José Rossi a su aller dans le sens d’une reconnaissance de la spécificité de la Corse au sein de la République en osant par deux fois s’opposer à une grande partie de la droite corse qui préconisait l’immobilisme. Au début des années 1990, Il a été le rapporteur du projet de loi relatif au statut de la Corse (statut Joxe Joxe) ayant porté création de la Collectivité territoriale de Corse. A la fin des années 1990, lors du « Processus de Matignon» (voir encadré), il a été favorable à la possibilité d'adapter les textes réglementaires nationaux aux réalités de l'île et à celle de déroger à des dispositions législatives nationales. Par ailleurs, en 2003, alors que la droite corse soutenait la réponse positive comme la corde soutient le pendu, José Rossi s’est investi pour le OUI lors de la consultation populaire sur la réforme institutionnelle en Corse qui prévoyait notamment une extension des compétences de la Collectivité Territoriale et la création d’une Collectivité unique (fusion des Conseils généraux et de la Collectivité territoriale).

Pierre Corsi


                               Le Processus de Matignon

- Décembre 1999 : Lionel Jospin invite les élus corses à Matignon pour participer à un dialogue « sans aucun tabou » entre eux et avec l’Etat. Il leur est proposé de s’impliquer dans un processus de réflexion et de débat devant aboutir à des propositions qui permettront d’apporter une solution globale aux problèmes de la Corse.

- Décembre 1999 - Mars 2020 : deux tendances se dessinent.
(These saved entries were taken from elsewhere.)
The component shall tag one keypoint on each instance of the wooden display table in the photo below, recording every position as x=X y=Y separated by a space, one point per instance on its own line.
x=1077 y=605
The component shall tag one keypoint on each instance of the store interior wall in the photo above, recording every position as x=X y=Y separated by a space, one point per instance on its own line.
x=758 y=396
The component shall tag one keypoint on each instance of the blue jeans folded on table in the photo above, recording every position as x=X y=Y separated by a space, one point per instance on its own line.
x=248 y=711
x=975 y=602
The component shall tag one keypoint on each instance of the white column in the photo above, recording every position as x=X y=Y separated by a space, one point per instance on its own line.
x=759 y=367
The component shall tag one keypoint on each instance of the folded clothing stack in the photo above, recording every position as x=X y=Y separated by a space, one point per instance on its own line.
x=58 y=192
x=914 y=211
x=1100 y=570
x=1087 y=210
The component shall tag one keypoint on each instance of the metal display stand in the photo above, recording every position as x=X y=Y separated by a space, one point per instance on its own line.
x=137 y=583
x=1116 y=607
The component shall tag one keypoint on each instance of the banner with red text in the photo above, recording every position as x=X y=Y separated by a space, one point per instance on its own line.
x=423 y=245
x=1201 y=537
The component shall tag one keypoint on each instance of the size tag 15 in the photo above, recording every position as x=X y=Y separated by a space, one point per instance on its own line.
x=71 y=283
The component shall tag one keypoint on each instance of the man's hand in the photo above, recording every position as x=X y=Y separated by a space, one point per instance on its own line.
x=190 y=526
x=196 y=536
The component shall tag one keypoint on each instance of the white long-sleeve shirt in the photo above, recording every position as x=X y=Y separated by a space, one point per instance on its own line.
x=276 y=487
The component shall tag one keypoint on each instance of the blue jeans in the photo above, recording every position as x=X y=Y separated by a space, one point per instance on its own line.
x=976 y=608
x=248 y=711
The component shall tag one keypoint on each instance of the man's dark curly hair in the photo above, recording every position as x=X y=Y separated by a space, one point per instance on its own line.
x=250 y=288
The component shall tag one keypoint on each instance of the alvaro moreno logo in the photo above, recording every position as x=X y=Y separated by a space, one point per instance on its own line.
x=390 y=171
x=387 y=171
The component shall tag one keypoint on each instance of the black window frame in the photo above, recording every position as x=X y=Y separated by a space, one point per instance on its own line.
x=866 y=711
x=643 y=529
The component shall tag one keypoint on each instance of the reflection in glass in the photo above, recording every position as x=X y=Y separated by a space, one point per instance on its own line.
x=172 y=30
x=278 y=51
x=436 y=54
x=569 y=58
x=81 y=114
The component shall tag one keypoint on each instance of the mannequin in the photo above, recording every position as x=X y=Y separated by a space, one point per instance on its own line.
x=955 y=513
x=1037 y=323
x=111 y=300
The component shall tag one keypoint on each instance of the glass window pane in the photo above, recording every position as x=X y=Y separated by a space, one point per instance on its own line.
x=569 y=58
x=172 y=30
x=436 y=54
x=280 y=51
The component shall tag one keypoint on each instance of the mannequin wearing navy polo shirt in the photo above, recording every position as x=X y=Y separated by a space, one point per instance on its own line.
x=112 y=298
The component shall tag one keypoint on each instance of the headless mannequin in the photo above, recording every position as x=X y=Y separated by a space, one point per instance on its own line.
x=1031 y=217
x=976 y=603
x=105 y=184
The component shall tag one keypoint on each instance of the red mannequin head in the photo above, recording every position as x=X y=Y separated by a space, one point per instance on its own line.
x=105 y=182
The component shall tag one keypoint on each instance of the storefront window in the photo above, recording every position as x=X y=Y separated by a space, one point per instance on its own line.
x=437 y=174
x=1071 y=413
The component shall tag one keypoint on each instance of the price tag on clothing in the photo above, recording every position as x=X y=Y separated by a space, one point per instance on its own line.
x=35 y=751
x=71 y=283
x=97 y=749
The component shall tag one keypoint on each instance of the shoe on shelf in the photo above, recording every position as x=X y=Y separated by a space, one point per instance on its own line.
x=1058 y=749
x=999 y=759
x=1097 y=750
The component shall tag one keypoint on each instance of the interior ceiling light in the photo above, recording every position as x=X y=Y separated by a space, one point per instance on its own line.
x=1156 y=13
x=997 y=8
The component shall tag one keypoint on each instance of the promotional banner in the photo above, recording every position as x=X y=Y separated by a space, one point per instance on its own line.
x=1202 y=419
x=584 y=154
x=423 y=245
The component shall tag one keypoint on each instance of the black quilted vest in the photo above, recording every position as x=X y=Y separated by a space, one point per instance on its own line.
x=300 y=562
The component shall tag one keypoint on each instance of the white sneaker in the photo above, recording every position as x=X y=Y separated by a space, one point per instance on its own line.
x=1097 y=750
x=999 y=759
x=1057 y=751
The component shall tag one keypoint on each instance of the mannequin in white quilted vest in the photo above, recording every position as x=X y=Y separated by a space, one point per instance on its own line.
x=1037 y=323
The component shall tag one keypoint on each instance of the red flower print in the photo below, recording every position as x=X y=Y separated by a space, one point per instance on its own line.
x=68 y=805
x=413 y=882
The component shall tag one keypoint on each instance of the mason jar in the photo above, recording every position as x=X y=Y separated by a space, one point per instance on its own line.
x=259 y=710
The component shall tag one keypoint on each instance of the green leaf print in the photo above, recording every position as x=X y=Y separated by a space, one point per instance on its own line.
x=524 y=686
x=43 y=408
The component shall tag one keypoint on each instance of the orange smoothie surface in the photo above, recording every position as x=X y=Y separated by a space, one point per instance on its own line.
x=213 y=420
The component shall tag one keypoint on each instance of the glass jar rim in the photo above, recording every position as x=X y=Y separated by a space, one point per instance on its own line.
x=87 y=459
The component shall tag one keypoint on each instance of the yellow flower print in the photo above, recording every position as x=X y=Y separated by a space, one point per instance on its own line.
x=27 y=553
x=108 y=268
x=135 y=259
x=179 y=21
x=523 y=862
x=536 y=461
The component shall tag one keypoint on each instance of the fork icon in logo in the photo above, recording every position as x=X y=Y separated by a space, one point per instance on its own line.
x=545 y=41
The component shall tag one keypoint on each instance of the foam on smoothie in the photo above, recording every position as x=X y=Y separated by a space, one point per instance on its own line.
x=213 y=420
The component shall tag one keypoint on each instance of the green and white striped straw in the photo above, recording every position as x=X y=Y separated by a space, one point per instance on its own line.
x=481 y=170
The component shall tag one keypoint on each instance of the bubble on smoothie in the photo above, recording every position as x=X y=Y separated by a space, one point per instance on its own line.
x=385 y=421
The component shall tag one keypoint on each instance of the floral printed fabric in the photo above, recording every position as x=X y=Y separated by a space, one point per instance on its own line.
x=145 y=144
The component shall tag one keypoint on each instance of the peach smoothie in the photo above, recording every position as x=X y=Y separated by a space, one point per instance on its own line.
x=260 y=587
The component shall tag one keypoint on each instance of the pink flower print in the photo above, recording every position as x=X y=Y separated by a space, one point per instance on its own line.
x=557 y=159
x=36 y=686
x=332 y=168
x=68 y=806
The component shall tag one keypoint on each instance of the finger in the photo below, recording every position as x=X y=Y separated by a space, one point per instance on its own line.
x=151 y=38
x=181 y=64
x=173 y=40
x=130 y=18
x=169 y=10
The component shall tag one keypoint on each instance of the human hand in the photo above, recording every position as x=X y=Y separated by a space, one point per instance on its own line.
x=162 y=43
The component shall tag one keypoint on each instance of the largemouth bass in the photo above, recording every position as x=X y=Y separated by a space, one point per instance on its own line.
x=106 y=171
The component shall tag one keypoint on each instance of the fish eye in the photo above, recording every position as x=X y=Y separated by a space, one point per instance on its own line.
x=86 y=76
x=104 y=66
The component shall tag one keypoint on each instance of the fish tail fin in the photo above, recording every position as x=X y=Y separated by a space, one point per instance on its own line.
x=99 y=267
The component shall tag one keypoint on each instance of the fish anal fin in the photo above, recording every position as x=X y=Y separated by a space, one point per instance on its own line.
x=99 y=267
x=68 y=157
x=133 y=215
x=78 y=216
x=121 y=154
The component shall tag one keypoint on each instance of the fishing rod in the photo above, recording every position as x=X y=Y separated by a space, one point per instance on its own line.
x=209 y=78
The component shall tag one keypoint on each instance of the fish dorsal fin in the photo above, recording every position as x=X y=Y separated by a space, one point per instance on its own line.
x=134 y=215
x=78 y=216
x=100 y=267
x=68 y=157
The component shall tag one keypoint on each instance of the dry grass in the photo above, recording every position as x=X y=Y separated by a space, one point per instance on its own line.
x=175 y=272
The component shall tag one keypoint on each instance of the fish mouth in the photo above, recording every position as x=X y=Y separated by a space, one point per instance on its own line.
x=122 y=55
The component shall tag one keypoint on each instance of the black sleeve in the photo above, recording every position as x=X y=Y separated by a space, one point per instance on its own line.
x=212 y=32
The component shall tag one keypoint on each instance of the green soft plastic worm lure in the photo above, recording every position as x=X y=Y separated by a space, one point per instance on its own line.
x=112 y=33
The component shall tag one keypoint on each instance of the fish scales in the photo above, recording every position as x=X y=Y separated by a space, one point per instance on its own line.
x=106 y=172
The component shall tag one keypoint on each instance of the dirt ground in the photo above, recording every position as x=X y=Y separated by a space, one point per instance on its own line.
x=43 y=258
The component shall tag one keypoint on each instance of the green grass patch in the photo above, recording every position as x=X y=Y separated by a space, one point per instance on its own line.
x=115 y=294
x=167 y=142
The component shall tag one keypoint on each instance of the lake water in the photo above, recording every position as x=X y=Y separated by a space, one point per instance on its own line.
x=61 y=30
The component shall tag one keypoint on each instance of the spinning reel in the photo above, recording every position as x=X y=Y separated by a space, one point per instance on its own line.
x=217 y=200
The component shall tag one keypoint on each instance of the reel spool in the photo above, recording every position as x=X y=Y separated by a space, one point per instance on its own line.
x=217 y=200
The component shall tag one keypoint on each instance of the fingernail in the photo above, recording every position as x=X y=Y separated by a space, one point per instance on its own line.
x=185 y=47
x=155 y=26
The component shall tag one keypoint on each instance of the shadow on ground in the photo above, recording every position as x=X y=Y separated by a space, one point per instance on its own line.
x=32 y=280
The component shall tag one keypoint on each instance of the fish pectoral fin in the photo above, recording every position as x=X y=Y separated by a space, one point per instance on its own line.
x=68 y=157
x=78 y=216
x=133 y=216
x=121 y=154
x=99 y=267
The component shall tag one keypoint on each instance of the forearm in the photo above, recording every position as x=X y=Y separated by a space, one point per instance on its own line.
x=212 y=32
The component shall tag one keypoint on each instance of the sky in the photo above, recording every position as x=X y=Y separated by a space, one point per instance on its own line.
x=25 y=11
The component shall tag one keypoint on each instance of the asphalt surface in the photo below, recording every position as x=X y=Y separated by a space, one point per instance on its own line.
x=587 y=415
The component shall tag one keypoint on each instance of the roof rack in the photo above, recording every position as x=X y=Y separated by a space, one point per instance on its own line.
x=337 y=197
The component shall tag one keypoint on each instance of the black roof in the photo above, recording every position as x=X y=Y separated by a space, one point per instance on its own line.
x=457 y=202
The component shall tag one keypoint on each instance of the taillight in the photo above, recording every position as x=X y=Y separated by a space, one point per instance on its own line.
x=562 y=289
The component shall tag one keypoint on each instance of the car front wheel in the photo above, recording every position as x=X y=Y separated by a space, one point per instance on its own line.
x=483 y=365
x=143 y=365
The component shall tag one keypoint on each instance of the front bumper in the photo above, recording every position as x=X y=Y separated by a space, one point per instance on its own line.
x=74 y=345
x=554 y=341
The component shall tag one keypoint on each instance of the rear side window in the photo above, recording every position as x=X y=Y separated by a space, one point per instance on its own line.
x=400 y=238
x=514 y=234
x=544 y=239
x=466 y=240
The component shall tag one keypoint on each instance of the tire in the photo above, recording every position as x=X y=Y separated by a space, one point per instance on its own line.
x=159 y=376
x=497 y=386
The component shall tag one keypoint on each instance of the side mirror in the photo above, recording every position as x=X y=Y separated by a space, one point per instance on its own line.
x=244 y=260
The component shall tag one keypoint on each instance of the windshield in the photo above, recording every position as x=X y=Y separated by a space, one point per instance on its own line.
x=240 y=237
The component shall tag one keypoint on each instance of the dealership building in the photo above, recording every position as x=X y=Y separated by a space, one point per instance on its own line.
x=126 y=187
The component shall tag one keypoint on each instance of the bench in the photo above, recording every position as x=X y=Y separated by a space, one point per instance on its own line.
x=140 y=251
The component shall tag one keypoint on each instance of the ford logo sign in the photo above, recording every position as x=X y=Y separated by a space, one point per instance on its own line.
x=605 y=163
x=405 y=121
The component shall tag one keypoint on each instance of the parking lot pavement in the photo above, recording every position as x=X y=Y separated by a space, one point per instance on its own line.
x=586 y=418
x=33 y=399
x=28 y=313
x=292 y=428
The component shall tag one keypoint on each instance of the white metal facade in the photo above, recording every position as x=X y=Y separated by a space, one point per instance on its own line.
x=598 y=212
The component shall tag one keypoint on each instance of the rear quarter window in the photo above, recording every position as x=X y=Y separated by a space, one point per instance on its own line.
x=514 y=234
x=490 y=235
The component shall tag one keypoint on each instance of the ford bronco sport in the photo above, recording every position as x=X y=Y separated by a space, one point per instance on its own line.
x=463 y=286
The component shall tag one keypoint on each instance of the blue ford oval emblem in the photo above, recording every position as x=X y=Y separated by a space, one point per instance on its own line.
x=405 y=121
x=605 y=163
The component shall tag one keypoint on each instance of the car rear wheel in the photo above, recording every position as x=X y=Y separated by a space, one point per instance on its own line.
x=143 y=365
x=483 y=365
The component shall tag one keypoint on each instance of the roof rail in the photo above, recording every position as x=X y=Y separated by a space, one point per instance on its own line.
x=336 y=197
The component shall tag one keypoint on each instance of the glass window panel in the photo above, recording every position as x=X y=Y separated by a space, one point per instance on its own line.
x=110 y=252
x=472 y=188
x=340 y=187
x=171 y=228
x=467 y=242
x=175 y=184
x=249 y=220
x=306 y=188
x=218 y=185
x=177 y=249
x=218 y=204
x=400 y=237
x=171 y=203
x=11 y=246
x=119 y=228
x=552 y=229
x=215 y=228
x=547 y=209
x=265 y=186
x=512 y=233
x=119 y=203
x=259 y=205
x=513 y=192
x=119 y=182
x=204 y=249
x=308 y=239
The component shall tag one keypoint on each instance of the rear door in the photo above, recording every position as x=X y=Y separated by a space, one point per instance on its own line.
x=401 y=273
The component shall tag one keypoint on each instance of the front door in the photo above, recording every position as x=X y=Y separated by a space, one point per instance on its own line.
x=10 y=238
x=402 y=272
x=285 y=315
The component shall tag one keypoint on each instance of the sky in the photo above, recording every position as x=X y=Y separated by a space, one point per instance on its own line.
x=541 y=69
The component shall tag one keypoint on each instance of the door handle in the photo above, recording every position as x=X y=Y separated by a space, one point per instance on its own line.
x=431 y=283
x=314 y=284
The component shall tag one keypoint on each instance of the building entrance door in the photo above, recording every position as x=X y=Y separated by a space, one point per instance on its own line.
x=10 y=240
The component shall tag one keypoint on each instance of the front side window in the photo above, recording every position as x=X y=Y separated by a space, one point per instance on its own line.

La première, conduite par José Rossi président de l’Assemblée de Corse, le radical de gauche Paul Giacobbi, Jean-Guy Talamoni (Corsica Nazione) et Laurent Croce (Parti Socialiste de Haute-Corse), préconise qu’une réforme constitutionnelle aille jusqu’à instaurer « un pouvoir législatif pour la Corse et la reconnaissance d'une communauté insulaire ». La deuxième, sous la houlette de Jean Baggioni, président du Conseil exécutif soutenu par la majorité des élus territoriaux de droite, le radical de gauche Émile Zuccarellialors ministre, et Simon Renucci, leaders de la gauche corse, s’oppose à une évolution institutionnelle trop poussée.

- Mars 2000 : après d'interminables tractations et interventions musclées, la motion soutenue Baggioni-Zuccarelli-Renucci l’emporte de peu à l’assemblée de Corse. Lionel Jospin que décide toutes les propositions seront étudiées et débattues afin que se dessine un consensus.

- Mai à juillet 2000 : les élus corses de tous bords se retrouvent hebdomadairement face aux représentants du gouvernements.

- 20 Juillet 2000 : un texte commun est rendu public. Il prévoit d'importants transferts de compétences à la Collectivité Territoriale de Corse dont la possibilité d'adapter les textes réglementaires nationaux aux réalités de l'île, et celle de déroger à certaines dispositions législatives.

- 28 juillet 2020 : l'Assemblée de Corse adopte le texte commun à une très large majorité.

14 février 2001 : un projet de loi reprenant le texte commun voit le jour.

17 janvier 2002 : le Conseil constitutionnel rejette la disposition d’avent permettre de déroger à certaines dispositions législatives.

Juillet 2003 : une consultation populaire rejette le projet de loi.